Lead investigator Dr. Virginia Ronchi, a postdoctoral fellow, and research associate Jennifer Klein, working in the laboratory of Dr. Arthur Haas, Professor and Head of Biochemistry and Molecular Biology at the LSU Health Sciences Center New Orleans School of Medicine, focused on the E6AP enzyme. This enzyme regulates the functions of several dozen different proteins involved in key homoeostatic processes. The E6AP protein belongs to a class of enzymes known as ubiquitin ligases. E6AP controls its target protein functions by attaching a smaller protein called ubiquitin to them that serves as a molecular flag to signal removal of the target by a large cellular nanomachine called the 26S proteasome.
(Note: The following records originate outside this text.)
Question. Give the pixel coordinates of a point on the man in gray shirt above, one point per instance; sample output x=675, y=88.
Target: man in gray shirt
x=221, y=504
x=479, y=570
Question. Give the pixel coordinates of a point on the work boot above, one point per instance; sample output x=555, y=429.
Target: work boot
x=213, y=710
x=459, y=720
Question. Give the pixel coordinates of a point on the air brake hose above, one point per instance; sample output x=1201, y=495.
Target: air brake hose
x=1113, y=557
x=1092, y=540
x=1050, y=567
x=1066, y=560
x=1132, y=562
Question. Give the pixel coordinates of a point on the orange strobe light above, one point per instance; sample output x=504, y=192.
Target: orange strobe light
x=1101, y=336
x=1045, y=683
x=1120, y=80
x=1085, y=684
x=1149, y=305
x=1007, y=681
Inherited mutations in the E6AP gene that block its activity result in Angelman's syndrome, a developmental condition characterized by severe mental retardation in children because the brain is unable to "learn" by adapting its nerve connections to outside stimuli. Other mutations that cause a duplication of the E6AP gene and increased activity are thought to cause some forms of inherited Autism Spectrum Disorder. In other tissues, the genetic program of the Human Papillomavirus produces an E6 viral protein following infection that hijacks the E6AP enzyme to target a different set of cells, not only ensuring the ability of the virus to replicate but causing uncontrolled growth resulting in benign skin tags, warts, or cervical cancer, depending on the site of infection. The Hepatitis C virus exploits a similar strategy to ensure its replication in the liver by expressing a different protein that redirects the function of E6AP, resulting in cirrhosis and liver cancer in the chronically infected.
The LSUHSC investigators used the ability of E6AP to form chains of ubiquitin as a window into the molecular function of the enzyme. The studies provide a description of the mechanism for the enzyme at the molecular level which provides potential strategies for designing drugs to block E6AP function in the case of the Human Papillomavirus and Hepatitis C virus. Because E6AP is similar to a larger family of related master regulators that control other cell functions, knowledge about it may also apply to future drug design for enzymes involved in many other diseases.
"The current work by Ronchi and Klein marks a major advance in our understanding of this important class of cell regulators and redefines more than 15 years of work in the field by other investigators," notes Dr. Haas.
The research was supported by a grant from the National Institutes of Health.